CMS has proposed new rules in an attempt to make participation in accountable care organizations (ACOS) more attractive to providers.  The proposed rule would update the way that CMS calculates the financial targets for ACOS.  It would also adjust financial targets, or the savings an ACO must meet to receive a portion of those savings, based on the health status of the organization’s patient population.

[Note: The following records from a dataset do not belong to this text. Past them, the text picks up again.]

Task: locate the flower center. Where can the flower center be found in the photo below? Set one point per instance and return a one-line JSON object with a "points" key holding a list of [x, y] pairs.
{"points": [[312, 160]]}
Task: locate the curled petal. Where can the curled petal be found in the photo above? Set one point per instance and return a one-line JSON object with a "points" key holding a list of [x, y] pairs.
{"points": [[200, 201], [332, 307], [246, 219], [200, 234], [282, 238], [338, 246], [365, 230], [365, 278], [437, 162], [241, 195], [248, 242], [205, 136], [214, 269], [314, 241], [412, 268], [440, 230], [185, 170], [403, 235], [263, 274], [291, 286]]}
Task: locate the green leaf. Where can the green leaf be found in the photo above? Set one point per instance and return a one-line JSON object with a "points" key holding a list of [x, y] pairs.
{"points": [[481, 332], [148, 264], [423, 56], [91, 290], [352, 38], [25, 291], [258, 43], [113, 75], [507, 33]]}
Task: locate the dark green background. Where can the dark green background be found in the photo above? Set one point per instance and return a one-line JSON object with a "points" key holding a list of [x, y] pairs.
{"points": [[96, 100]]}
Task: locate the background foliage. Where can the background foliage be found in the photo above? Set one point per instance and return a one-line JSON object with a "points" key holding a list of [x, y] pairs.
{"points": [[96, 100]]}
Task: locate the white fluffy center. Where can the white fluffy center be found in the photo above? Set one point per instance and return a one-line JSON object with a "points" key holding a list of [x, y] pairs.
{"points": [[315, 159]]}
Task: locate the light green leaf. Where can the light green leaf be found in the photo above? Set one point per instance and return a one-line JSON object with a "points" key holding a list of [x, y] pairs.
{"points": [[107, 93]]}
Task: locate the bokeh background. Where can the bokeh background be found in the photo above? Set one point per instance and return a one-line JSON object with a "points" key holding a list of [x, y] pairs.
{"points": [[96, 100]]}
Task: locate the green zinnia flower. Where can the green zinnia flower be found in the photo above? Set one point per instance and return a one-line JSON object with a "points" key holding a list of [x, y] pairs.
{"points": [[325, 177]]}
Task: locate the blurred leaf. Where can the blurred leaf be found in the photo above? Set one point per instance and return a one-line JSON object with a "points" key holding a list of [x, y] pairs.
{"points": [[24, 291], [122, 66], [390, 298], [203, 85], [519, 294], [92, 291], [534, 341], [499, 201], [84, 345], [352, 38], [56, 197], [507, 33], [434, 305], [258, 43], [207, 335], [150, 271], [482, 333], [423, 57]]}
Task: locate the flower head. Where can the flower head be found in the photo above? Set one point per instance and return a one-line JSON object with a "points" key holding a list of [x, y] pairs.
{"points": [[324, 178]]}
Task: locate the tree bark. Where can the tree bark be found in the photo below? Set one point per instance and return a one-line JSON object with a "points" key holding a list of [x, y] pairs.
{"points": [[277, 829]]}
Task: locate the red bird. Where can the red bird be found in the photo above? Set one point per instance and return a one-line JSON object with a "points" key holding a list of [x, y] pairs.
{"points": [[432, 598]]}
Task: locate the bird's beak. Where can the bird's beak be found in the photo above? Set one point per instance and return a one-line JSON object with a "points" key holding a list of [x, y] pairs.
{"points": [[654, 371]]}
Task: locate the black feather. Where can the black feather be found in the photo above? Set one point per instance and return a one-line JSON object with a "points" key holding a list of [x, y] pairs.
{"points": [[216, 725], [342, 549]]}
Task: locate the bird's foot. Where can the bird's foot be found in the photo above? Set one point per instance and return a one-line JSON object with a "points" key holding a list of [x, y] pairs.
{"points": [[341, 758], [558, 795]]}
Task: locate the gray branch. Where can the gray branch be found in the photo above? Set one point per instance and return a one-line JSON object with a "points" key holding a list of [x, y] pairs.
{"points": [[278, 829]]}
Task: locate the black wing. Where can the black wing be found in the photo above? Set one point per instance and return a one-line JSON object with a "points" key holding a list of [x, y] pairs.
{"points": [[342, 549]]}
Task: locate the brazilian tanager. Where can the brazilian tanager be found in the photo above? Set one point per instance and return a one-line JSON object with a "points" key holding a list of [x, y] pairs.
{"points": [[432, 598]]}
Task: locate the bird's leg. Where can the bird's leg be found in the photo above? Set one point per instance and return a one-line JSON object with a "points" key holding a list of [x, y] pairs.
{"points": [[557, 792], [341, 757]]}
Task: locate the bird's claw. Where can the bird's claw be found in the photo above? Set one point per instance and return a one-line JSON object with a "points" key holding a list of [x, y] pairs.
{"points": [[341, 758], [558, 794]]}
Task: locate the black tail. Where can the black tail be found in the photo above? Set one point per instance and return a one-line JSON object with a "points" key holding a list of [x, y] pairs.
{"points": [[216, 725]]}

Federal Health Spending Speeds On

The Congressional Budget Office (CBO) estimates that payments for Medicare, Medicaid and other major health programs will nearly double to $2 trillion by fiscal 2026.  The aging of the baby boom generation is an important driver, with Medicare enrollment expected to swell by about 20 million people over the next decade to 75 million.  As the baby boomers age, their medical bills are expected to add significantly to the nation’s fiscal health burdens.  Even the near-term picture for Medicare finances concerns policy advisors and lawmakers alike.  Without changes to current law, CBO says federal spending on all major health care programs will reach $1.1 trillion this year, or 6.2 percent of gross domestic product (GDP), and by 2026, it will increase to $2 trillion or 7.4 percent of GDP.  In 2015, spending on health care exceeded the cost of Social Security for the first time.

Cigna Sanctioned by CMS

CMS recently sanctioned Cigna by suspending its enrollment and marketing efforts to recruit new patients for its Medicare Advantage health and Part D drug plans.  Its current Medicare operations are not affected by this action.  According to CMS, Cigna Corp.’s mishandling of coverage disputes through its Medicare plans posed a “serious threat” to its customers, who were denied access to health services and medicines due to “widespread and systemic failures” on the insurer’s part.